Leading the fight against graft in mining, oil and gas is the Extractive Industries Transparency Initiative. Under Clare Short, a former British minister for aid, it has steadily gained momentum, with 48 governments (22 in Africa) and 90-odd big companies promising to expose payments and revenue to public scrutiny. The British and American governments have signed up, hoping that France and Germany will follow, though Brazil, China, India and Russia seem unlikely to do so any time soon. Ellen Johnson Sirleaf, Liberia’s president, is a fan. Even governments in Congo-Brazzaville and the Democratic Republic of Congo, both bywords for corruption, have had to become a bit more accountable (admittedly from very modest beginnings). “They just can’t steal with same impunity as before,” says one of the initiative’s activists.
Another feature of the post-MDG consensus that goes beyond aid is a looming campaign against tax avoidance by multinationals and firms that conceal their “beneficial ownership”, thereby depriving poor countries of the revenue they need to better their people’s lot. At a UN conference on financing development in Ethiopia in July, it was decided to set up a body called “Tax Inspectors Without Borders” in Paris in co-operation with the OECD, a club of 34 mostly well-off countries.
Voters in the West, often suspicious that their taxes are being frittered away on dubious projects in Africa and elsewhere, increasingly expect transparency and oversight here, too. In 2011, for example, the British government set up an Independent Commission for Aid Impact, which led to a number of projects, including a large one in southern Africa, being scrapped.

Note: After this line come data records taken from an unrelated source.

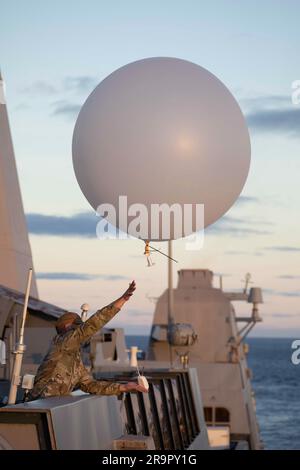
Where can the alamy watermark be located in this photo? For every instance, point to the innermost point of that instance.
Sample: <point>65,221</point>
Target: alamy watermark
<point>295,358</point>
<point>153,222</point>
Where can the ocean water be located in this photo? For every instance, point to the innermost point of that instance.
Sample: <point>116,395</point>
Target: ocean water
<point>276,382</point>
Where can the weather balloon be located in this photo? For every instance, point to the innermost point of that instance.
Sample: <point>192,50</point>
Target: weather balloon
<point>161,131</point>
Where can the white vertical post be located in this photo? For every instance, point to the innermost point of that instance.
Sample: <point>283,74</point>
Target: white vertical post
<point>20,349</point>
<point>170,296</point>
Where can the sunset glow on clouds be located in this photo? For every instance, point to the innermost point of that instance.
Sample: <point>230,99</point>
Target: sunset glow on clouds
<point>52,57</point>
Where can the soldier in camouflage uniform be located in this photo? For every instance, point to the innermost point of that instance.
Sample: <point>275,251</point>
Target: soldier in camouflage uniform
<point>62,369</point>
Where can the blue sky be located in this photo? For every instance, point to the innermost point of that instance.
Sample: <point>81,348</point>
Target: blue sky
<point>52,54</point>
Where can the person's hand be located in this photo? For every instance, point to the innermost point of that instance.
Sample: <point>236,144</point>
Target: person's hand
<point>128,293</point>
<point>133,387</point>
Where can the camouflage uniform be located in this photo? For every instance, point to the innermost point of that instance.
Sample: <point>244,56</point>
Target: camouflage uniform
<point>62,369</point>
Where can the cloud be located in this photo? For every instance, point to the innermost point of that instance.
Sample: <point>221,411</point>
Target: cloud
<point>288,276</point>
<point>284,248</point>
<point>266,101</point>
<point>61,276</point>
<point>247,200</point>
<point>69,110</point>
<point>238,227</point>
<point>286,121</point>
<point>274,113</point>
<point>40,87</point>
<point>80,84</point>
<point>83,225</point>
<point>241,253</point>
<point>79,225</point>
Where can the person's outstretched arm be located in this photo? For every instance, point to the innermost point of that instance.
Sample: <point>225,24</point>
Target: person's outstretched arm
<point>85,331</point>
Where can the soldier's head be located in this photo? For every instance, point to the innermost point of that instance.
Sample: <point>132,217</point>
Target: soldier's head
<point>68,321</point>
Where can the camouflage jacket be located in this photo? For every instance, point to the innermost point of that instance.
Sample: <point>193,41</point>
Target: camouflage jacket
<point>62,369</point>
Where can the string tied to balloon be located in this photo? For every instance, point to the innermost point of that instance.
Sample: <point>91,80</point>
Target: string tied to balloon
<point>151,249</point>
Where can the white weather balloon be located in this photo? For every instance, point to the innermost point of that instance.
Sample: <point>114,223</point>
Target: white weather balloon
<point>162,130</point>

As the SDGs proliferate, donors are putting greater emphasis on measuring results and collecting data. They need data to be more disaggregated and to know where the poor are concentrated, as well as their ages, how they live and what sort of work they do. Advances in technology make this easier. Satellites can more precisely determine where forests are thinning, for example, or where crops are thriving or wilting. Among the SDG targets is one that calls for all births to be registered so that all children have legal identities, and their progress can be tracked. What matters most is “measuring need and measuring impact,” says Michael Anderson, who runs CIFF and was previously Mr Cameron’s special envoy for the UN’s development goals. Yet, he adds, of the 193 countries which have signed up to the SDGs’ nutrition targets only 74 have enough data to assess whether they’re on track to meet them.

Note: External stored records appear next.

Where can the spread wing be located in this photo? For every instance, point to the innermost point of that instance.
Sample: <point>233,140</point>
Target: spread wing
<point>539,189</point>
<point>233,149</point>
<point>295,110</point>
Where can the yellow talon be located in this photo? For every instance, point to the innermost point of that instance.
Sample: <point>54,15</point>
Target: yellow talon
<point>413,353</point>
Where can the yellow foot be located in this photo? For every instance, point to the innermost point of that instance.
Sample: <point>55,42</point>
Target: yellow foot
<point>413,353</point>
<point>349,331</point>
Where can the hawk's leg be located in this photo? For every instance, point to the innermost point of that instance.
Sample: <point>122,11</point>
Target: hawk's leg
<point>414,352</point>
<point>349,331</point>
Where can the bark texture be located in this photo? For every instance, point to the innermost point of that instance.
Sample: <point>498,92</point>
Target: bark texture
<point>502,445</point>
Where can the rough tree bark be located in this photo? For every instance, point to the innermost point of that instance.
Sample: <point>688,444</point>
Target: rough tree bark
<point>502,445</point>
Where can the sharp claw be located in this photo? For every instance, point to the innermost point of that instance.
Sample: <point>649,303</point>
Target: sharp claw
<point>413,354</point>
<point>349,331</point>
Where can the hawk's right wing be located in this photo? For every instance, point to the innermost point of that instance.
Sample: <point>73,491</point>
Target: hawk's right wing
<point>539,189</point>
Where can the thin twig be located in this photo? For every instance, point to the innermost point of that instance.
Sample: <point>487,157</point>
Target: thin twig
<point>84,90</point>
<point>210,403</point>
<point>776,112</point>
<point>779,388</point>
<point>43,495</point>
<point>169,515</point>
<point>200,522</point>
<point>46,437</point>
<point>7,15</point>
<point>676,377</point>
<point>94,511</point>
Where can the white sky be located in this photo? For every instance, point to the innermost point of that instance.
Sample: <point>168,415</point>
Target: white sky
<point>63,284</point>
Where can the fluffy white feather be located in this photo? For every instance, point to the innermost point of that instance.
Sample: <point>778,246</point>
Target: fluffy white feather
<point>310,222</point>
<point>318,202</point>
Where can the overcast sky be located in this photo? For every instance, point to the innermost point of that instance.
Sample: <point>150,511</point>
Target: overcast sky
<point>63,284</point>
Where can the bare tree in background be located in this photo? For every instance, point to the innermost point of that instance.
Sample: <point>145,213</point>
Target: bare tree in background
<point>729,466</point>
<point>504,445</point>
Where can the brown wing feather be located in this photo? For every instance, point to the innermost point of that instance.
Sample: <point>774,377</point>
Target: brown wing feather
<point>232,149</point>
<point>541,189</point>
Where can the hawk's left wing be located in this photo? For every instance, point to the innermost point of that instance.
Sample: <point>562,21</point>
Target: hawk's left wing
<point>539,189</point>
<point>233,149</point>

“We know so much better now what works and what doesn’t work,” says Mr Anderson. “Aid is an ever-declining part of the story.” That, perhaps, is the SDGs’ real message. Unwieldy as they are, they are not just a call for more handouts. The MDGs were meant to create a social safety net; the SDGs to be fit for an age in which the standard of living in a big chunk of the developing world is creeping towards the levels of rich countries. The SDGs’ boosters, though admitting they will be harder to measure than the MDGs, let alone meet, hail them for going “beyond aid”.